CS 194-26 Project 6: Panoramas!

Nanxi Wang


Project Overview

In part 1 of this project, I created homographies to projectively warp images taken from the same location (but at different viewpoints) to align and create multi-image panoramas. In part 2, I automatically detected and matched important feature points from 1 image to another so one doesn't have to pick those points by hand.



PART 1: MANUAL FEATURE POINT SELECTION

Shoot and Digitize Images

Originals




Rectified Image




Panorama Images








What I learned

I learned how to warp images so it looks like they were part of the same projective plane. I also learned that aligning and blending these warped images is really hard.






PART 2: AUTOMATIC FEATURE POINT SELECTION

Harris Interest Point Detector and Adaptive Non-Maximal Suppresion

Below are the pre and post suppresion possible corners detected using the Harris Interest Point Detector with a min distance of 5. Many points lie along edges or corners of objects, but many are also seemingly in the middle of a blank patch (possibly because the gradient of the sky looks like it could be a corner to the algorithm). I chose to keep many points after the suppresion and filter them out later with feature matching.

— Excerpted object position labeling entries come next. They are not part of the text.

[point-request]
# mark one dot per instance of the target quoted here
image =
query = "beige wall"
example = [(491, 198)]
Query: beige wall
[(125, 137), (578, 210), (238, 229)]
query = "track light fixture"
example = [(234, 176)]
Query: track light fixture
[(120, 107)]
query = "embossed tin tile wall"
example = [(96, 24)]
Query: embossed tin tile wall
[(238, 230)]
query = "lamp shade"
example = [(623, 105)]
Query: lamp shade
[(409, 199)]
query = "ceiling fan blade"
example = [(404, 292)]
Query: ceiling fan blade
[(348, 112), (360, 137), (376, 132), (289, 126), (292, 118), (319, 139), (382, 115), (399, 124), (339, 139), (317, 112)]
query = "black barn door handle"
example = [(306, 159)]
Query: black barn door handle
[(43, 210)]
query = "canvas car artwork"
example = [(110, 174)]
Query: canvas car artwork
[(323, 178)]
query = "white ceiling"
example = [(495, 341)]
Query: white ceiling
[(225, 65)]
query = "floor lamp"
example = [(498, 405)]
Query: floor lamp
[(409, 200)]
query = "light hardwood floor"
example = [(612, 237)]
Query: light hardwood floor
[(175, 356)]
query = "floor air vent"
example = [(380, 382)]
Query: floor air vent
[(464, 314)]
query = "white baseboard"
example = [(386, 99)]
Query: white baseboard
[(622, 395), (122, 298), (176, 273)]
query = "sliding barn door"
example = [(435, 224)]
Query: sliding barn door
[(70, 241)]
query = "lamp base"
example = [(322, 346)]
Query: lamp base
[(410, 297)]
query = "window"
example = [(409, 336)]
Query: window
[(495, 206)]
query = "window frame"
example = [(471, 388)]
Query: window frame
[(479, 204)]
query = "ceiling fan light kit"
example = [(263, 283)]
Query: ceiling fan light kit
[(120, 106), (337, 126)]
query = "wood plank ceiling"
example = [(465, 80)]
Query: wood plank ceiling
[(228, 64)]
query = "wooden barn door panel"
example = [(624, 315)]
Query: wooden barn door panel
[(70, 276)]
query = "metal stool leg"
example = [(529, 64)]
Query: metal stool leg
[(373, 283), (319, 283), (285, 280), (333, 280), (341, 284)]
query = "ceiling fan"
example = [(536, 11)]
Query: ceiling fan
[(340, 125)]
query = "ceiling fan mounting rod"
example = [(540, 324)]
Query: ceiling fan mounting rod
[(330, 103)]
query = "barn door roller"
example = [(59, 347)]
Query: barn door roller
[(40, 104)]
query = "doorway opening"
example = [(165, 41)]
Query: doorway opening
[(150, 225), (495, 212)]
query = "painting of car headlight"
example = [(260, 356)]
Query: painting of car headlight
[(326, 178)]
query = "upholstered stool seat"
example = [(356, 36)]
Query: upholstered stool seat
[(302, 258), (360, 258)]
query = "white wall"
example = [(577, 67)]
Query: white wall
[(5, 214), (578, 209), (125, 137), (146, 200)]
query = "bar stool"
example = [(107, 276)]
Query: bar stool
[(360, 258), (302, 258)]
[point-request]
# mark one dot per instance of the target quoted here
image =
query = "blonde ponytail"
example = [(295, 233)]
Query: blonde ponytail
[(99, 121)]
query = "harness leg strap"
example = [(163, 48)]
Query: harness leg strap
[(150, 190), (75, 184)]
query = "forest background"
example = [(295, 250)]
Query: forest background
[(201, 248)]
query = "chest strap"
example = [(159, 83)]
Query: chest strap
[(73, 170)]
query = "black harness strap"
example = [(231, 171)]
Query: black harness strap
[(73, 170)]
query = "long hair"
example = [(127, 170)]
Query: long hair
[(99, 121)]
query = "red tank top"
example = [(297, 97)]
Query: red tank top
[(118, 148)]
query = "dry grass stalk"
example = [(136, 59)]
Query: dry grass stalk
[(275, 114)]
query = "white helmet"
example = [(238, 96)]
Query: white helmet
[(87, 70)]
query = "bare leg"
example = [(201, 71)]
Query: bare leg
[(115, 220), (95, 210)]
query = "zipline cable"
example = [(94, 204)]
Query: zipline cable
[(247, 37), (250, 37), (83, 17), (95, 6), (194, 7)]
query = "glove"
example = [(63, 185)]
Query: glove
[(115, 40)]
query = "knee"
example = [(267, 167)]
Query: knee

Before ANMS: 760 || After ANMS: 500

Before ANMS: 630 || After ANMS: 500

Before ANMS: 509 || After ANMS: 500




Feature Descriptor Extraction and Feature Matching

After feature matching and thresholding with Lowe's 1NN/2NN ratio, we get a set of possible feature matches. Most of these are correct, but there are a few that are wrong. The algorithm also picked out a lot of matches that are surprisingly difficult for a human to select (not the most obvious corners).




RANSAC Pairs

Above are the sets of 6 correspondence points that RANSAC chose. As you can see, most of the incorrect matches have been filtered out (though they occasionally show up).




Panorama Images

Below are the comparisons of the panoramas made from hand-picked points (left) and automatic feature point selection (right). Though there are sometimes some weird artifacts from poor blending, the automatic features overall do a better job at aligning the two images (especially of objects along the edges).




What I Learned

I learned about how, mathematically, one can detect corners in an image! I also learned a lot of simple tips that helped us determine the matching points in a relatively easy way. Sometimes you don't need a very complicated algorithm to achieve a really good result.